Supply relief does not solve the underwriting problem. Class A vacancy fell roughly 80 bps over the past year as renters traded up; Class B and C vacancy increased by a similar margin. National asking rents rose only 0.9% year-over-year.

The current market is running against Class B/C operators who haven't yet executed their renovation programs. Rent premiums need to be in place, not projected. A recent review of 15 Southeast deals - passing on all but one - illustrates the discipline the market now demands. The deal that cleared was a 400-unit early 2000s asset at $215K/unit with $350/month premiums already achieved on 40% of completed units. In-place proof-of-concept, basis 20%+ below replacement cost. That is the standard.

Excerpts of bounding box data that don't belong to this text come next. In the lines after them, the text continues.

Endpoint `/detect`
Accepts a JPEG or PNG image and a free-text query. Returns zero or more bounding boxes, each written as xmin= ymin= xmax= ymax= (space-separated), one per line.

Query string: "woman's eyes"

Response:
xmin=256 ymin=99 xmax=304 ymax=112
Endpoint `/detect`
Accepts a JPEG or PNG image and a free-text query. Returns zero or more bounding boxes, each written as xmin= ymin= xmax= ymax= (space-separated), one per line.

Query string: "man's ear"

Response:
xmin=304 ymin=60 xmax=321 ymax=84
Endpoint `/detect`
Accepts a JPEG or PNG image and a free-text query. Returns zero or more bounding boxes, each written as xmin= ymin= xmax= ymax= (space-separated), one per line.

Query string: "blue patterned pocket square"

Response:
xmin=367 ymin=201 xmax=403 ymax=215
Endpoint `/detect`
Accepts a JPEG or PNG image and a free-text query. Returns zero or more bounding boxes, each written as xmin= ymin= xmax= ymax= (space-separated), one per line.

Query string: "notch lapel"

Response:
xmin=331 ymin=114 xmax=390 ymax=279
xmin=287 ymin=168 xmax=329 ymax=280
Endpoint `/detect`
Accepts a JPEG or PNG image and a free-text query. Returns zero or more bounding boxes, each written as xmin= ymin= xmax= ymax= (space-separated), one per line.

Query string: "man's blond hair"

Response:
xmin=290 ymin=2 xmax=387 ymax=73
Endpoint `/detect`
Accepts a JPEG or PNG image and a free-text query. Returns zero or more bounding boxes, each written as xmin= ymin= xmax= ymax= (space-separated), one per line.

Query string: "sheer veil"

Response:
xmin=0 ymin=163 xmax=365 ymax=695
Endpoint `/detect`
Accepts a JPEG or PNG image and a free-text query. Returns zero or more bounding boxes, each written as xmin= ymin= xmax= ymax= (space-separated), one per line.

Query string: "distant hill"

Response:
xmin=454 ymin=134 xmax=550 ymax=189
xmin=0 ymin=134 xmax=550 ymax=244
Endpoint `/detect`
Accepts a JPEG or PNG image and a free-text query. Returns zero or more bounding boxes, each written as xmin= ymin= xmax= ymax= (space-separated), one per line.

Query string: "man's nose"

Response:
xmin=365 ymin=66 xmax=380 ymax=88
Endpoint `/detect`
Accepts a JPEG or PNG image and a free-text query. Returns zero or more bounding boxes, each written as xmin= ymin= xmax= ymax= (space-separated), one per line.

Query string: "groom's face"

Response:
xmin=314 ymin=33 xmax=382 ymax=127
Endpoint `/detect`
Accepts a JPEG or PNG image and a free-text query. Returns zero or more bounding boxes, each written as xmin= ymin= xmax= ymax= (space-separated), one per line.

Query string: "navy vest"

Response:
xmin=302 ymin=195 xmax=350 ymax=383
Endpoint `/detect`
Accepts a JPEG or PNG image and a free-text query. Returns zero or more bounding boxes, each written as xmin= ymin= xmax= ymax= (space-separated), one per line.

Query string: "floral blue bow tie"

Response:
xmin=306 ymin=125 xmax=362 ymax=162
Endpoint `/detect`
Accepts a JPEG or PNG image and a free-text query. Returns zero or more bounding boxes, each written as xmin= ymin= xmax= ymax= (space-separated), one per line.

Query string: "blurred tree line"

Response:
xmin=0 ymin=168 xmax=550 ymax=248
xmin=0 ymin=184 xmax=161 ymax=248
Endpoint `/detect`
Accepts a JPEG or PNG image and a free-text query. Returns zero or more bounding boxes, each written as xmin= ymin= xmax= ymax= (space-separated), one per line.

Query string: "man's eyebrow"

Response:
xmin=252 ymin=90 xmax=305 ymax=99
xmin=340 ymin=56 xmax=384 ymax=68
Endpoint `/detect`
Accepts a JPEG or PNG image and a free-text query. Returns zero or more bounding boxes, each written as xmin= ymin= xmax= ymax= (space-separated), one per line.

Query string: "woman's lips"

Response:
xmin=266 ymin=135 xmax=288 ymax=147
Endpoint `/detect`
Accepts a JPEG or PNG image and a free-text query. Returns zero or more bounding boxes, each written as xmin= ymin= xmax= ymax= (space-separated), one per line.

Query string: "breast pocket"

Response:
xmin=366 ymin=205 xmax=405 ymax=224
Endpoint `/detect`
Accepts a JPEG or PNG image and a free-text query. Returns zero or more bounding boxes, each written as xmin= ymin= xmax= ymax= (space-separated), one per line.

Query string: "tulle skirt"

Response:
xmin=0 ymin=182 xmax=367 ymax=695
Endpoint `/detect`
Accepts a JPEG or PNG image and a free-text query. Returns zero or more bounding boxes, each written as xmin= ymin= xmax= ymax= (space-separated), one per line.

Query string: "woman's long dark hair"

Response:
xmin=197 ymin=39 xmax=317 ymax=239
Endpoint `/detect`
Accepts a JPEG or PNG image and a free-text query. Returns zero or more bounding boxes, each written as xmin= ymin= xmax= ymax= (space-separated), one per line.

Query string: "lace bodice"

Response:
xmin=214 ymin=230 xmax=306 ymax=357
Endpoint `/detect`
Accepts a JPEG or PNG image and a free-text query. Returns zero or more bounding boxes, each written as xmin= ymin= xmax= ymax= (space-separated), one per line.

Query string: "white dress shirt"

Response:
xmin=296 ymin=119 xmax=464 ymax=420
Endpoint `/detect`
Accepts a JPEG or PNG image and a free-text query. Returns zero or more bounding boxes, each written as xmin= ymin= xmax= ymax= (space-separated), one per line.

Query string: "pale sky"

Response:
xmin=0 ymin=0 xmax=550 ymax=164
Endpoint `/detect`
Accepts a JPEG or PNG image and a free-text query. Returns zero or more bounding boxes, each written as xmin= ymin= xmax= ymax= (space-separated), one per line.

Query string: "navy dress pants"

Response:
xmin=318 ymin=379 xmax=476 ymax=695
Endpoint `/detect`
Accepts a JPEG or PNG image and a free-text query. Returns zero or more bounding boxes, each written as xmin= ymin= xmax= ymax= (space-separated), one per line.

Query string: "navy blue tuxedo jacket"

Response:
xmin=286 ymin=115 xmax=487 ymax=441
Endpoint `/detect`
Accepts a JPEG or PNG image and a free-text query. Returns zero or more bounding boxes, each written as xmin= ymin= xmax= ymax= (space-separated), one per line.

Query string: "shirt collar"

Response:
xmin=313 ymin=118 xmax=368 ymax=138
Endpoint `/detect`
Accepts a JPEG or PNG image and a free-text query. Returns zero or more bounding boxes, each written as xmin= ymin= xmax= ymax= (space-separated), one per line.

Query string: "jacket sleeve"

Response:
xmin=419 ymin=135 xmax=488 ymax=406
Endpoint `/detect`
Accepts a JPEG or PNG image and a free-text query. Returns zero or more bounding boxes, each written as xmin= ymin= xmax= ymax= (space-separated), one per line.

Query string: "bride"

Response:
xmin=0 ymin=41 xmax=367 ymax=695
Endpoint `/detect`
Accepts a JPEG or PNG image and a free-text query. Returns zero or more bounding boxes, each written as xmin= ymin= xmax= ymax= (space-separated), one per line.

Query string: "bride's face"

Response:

INSTITUTIONAL CAPITAL: READING THE SIGNALS

Two data points are worth noting. Carmel Partners closed its $1.35B Fund 9 in April, pivoting explicitly from development to acquiring operating assets - but targeting coastal gateway markets, not the Southeast. American Landmark's Fund V, at a $400M first close with a $1B target, is explicitly Southeast-focused, covering Atlanta and Dallas.
 
Institutional money is differentiating. Coastal capital is chasing supply-constrained gateway plays. Sun Belt-focused capital is concentrating on operators with demonstrated repositioning track records and in-place performance.

WHAT WE'RE WATCHING

Rent growth trajectory in Atlanta, Charlotte, and Jacksonville as supply clears. Exit cap rate assumptions relative to current transaction evidence. Renovation cost inflation and its effect on value-add spreads.

THE TAKEAWAY

The supply setup in the Southeast is improving materially. The underwriting discipline required to capitalize on it has not changed: proven rent premiums, conservative exit assumptions, and basis well below replacement cost. The pipeline compression is real. Proforma rent growth is not a substitute for demonstrated performance.